Overwhelmed by office whip-rounds? Sue Green finds ways to navigate the collection minefield.

Here it comes again - that jingling envelope that signals yet another collection for a colleague who is leaving, getting married, engaged, having a baby or just a birthday.

But though collective gift giving can be an important part of team-building, it can impose financial strain on juniors and those on tight budgets or struggling to meet the mortgage. And what if you are a newcomer and don't know the gift recipient, or you simply don't like them? Or if your $2 coin is greeted with, "Everybody's giving $5"?

Australian etiquette expert Ita Buttrose, the author of A Guide to Australian Etiquette, says such collections can get out of hand.

"We sometimes feel as though we have to impress everybody with our generosity," Buttrose says. "But you have just got to be brave. If this is your budget, it is not beholden upon you to give beyond what you can afford."

If, especially at this time of year when leaving parties multiply, yet another collection will bust your budget, Buttrose suggests, "You can say, 'I can't afford to give this week, I am going to give a personal gift', then write a thoughtful message on a card."

As for the embarrassment potential, she says, "You must not let people embarrass you, you have to feel strong about these things. Once you have done it once, it will become easier next time."

Though such advice may seem sensible, a sociologist at The University of Melbourne, Dr Dan Woodman, says workplace politics can make collective gift giving a potential minefield. "It can be very difficult to say no," he says.

"What is interesting, for me, is how the notion of giving gifts when people leave is affected by how radically the workplace has changed. We are not talking about a gold watch when people retire any more, because people are doing a lot more jobs.

"Young people are often doing fairly insecure, part-time work, sometimes casual. It can be hard if you are asked to make a contribution to a gift for somebody who has been around for 10 years when that workplace is giving you no guarantee you will have work next week."

As well, workplace hierarchies can be involved. What if, for example, it is a supervisor you are trying to impress who is collecting?

"For people who are finding their way in the workplace and don't have the same level of security, don't know whether they are going to get their probation signed off, whether they could get more hours, they financially are the least able to and have the least [number] of reasons to feel solidarity with somebody who is retiring," Woodman says.

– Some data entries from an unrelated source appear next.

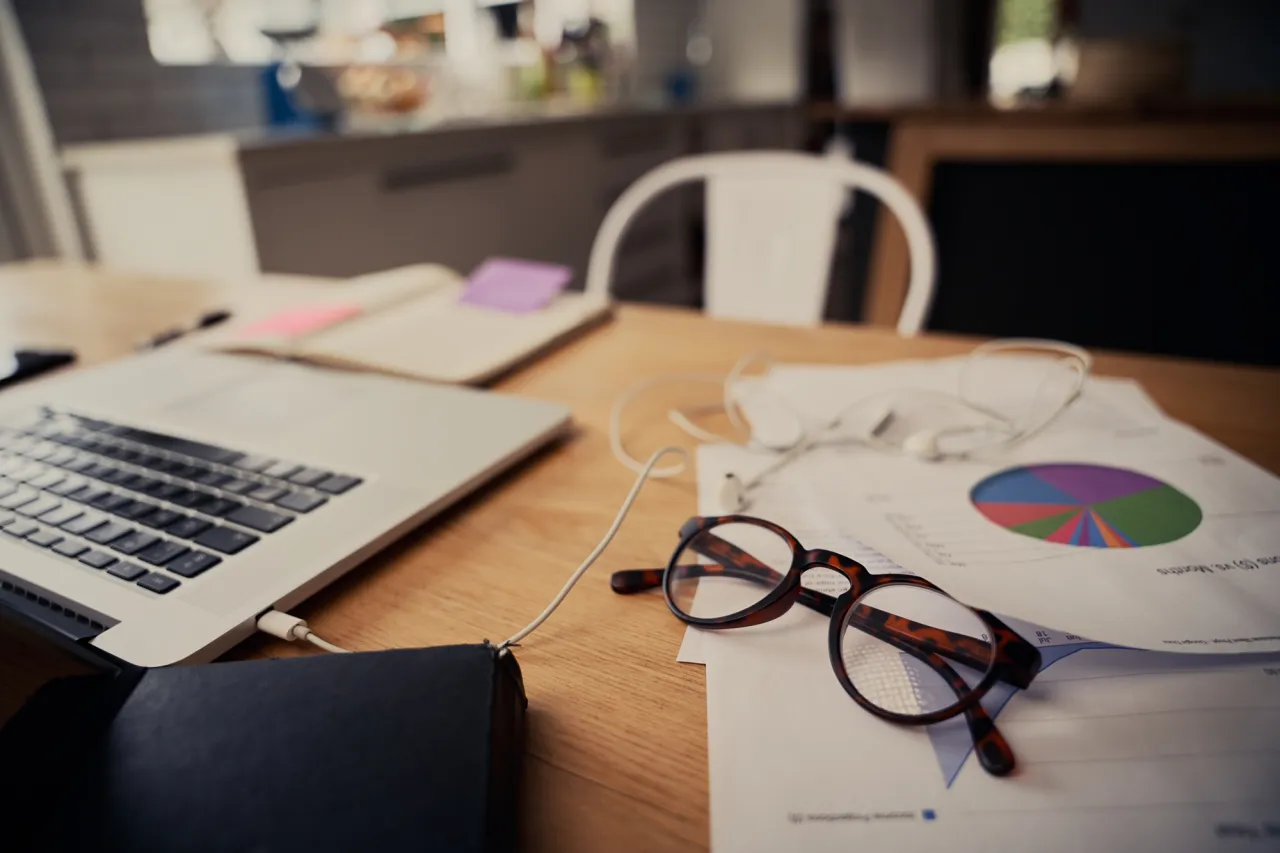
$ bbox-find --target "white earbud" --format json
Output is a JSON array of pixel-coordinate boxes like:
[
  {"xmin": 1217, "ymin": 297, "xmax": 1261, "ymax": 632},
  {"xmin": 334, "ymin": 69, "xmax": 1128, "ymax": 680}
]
[
  {"xmin": 719, "ymin": 474, "xmax": 746, "ymax": 512},
  {"xmin": 902, "ymin": 429, "xmax": 942, "ymax": 462}
]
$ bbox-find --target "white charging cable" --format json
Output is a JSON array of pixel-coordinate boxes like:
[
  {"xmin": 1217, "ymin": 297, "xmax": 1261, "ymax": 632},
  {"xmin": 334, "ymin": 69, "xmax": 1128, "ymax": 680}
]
[
  {"xmin": 609, "ymin": 338, "xmax": 1093, "ymax": 511},
  {"xmin": 257, "ymin": 447, "xmax": 689, "ymax": 654},
  {"xmin": 257, "ymin": 610, "xmax": 351, "ymax": 654},
  {"xmin": 498, "ymin": 447, "xmax": 689, "ymax": 654}
]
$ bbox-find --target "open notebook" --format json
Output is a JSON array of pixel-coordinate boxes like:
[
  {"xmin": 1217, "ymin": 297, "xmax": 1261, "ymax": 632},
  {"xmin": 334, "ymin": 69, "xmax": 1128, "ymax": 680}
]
[{"xmin": 205, "ymin": 264, "xmax": 609, "ymax": 384}]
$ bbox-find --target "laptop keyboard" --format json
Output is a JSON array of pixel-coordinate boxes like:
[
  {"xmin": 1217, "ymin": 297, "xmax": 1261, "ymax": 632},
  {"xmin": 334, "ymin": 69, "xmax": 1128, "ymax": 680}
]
[{"xmin": 0, "ymin": 409, "xmax": 361, "ymax": 596}]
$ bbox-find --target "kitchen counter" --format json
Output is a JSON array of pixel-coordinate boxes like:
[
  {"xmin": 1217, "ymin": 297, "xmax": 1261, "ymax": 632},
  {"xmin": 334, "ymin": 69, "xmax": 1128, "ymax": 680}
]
[{"xmin": 63, "ymin": 101, "xmax": 805, "ymax": 292}]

"But there is a lot of pressure to be a team player."

And the pressure goes deeper. "There is an issue about saying no," he says. " One of the issues is that there are more and more people who are in jobs where they are still on probationary periods or they are on short-term contracts and it is not just whether you are considered to be a team player or ingratiating yourself with the boss to get your next pay rise. People are worried about their jobs, full stop."

The executive director of Financial Counselling Australia, Fiona Guthrie, asked her board members whether this was a problem for their clients and how they cope with office gift collections. She found some had clients for whom keeping up with the cost of work functions, including gifts, was a financial strain. All recommended devising embarrassment-free means of collecting.

An envelope at reception and an email to staff about the collection was a popular solution, with no taking of names and no checking who had given. Also, a decision to minimise collections (none for birthdays, christenings, Christmas - apart from a "secret Santa" with a low maximum spend - and perhaps weddings) was suggested.

But, at a time when giving gifts to long-serving workers seems less and less appropriate, it can serve a useful function, Woodman says.

With more people working part time and shifts and more comings and goings, the rituals associated with being part of a team become more important. "This can be a way of making people who are not given much in their employment feel valued," Woodman says.

"Our ties in the workplace are less strong and that would suggest there is less of a place for this [gift-giving] because of that, but it could actually be more important."